# Scaling Laws

## Importing libraries

In [4]:
import os
from dataclasses import dataclass
import torch
from torch.utils.data import DataLoader
from models.mlp.mlp import MLP, MLPConfig
from models.gpt.gpt import GPT, GPTConfig
from src.utils import load_text, set_seed, configure_device
from src.tokenizer import CharTokenizer, BPETokenizer
from src.train import split_text, TextDataset, setup_optimizer, setup_scheduler, train_epoch, evaluate

## Configuration

In [None]:
@dataclass
class CONFIG:
    debug: bool = False
    root_dir: str = os.getcwd() + "/../"
    dataset_path: str = 'data/raw/shakespeare.txt'
    device: torch.device = torch.device('cpu')  # Automatic device configuration

    # wandb
    project: str = "LLM101-Scaling-Laws"

    # Tokenizer
    tokenizer: str = "char"  # char or bpe

    # Model
    model: str = "gpt"  # gpt or mlp
    if model == "mlp":
        context_size: int = 16
        d_embed: int = 256
        d_ff: int = 1024
    elif model == "gpt":
        context_size: int = 4
        n_layer: int = 2
        n_head: int = 2
        d_embed: int = 128
        d_ff: int = 512
        dropout: float = 0.2
        flash_attention: bool = False
    elif model == "megabyte":
        pass

    # Training
    val_size: float = 0.05
    epochs: int = 1
    batch_size: int = 64
    optimizer: str = "AdamW"  # AdamW or SGD
    learning_rate: float = 0.001
    weight_decay: float = 0.01
    scheduler: str = "cosine"  # cosine or linear
    warmup_ratio: float = 0.1
    grad_clip: float = 1.0
    mixed_precision: bool = False
    seed: int = 101

## Weights & Biases

In [None]:
if not CONFIG.debug:
    import wandb
    wandb.login(key=os.environ.get("WANDB_API_KEY"))
    wandb_run = wandb.init(
        project=CONFIG.project,
        config=CONFIG.__dict__,
        dir=CONFIG.root_dir
    )
    print(f"Wandb run initialized: {wandb_run.id}")
else:
    wandb_run = None
    print("Debug mode enabled.")

## Reproducibility

In [None]:
set_seed(CONFIG.seed)

## Device

In [None]:
CONFIG.device = configure_device()

## Tokenizer

In [None]:
# Initialize tokenizer
if CONFIG.tokenizer == "char":
    tokenizer = CharTokenizer()
elif CONFIG.tokenizer == "bpe":
    tokenizer = BPETokenizer()
else:
    raise ValueError("Invalid tokenizer type. Choose 'char' or 'bpe'.")

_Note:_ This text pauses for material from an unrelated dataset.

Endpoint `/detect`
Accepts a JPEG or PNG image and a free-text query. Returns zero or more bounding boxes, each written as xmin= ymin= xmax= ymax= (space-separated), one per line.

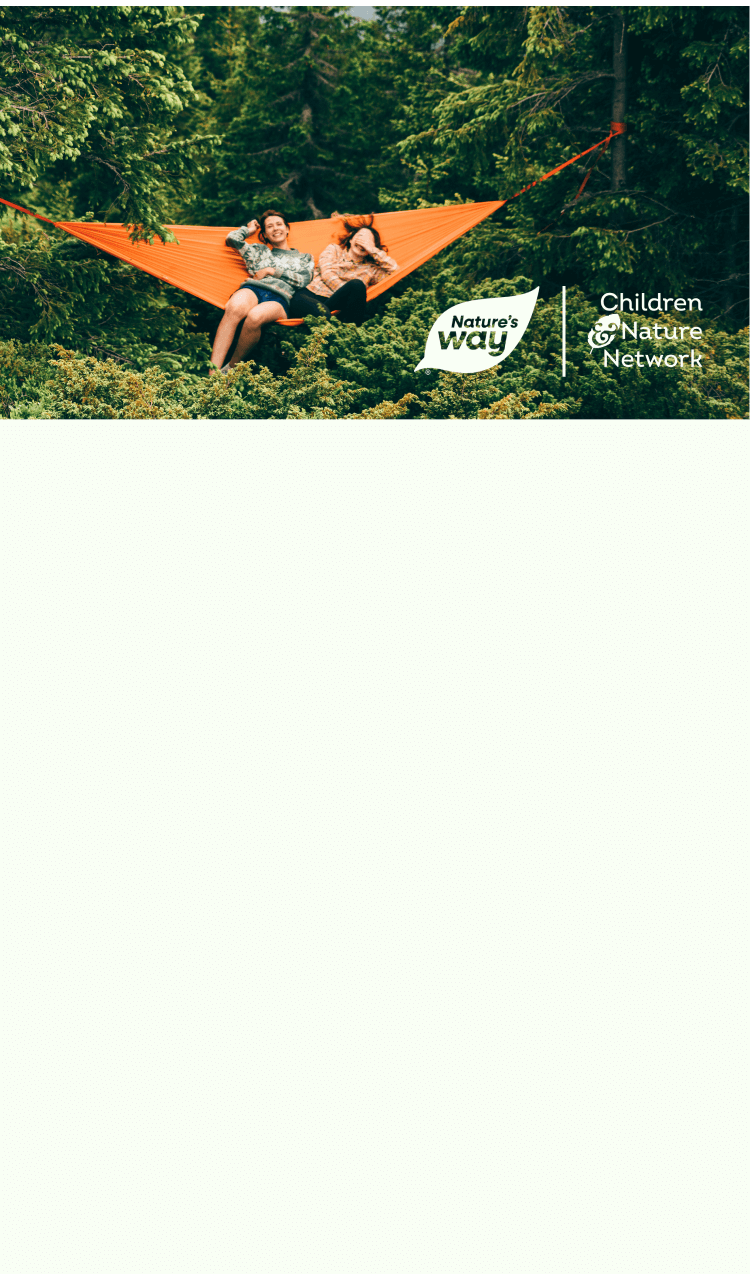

## Text to build vocabulary
vocab_text = load_text(CONFIG.root_dir + CONFIG.dataset_path)

## Build vocabulary
tokenizer.build_vocab(vocab_text)

## Model

In [None]:
# Initialize model
if CONFIG.model == "mlp":
    model = MLP(MLPConfig(
        vocab_size=tokenizer.vocab_size,
        context_size=CONFIG.context_size,
        d_embed=CONFIG.d_embed,
        d_ff=CONFIG.d_ff
    ))
elif CONFIG.model == "gpt":
    model = GPT(GPTConfig(
        vocab_size=tokenizer.vocab_size,
        context_size=CONFIG.context_size,
        n_layer=CONFIG.n_layer,
        n_head=CONFIG.n_head,
        d_embed=CONFIG.d_embed,
        d_ff=CONFIG.d_ff,
        dropout=CONFIG.dropout
    ))
else:
    raise ValueError("Invalid model type. Choose 'mlp' or 'gpt'.")

model.to(CONFIG.device)
print(model)

## Dataset

In [None]:
# Load text dataset to train the model
text = load_text(CONFIG.root_dir + CONFIG.dataset_path)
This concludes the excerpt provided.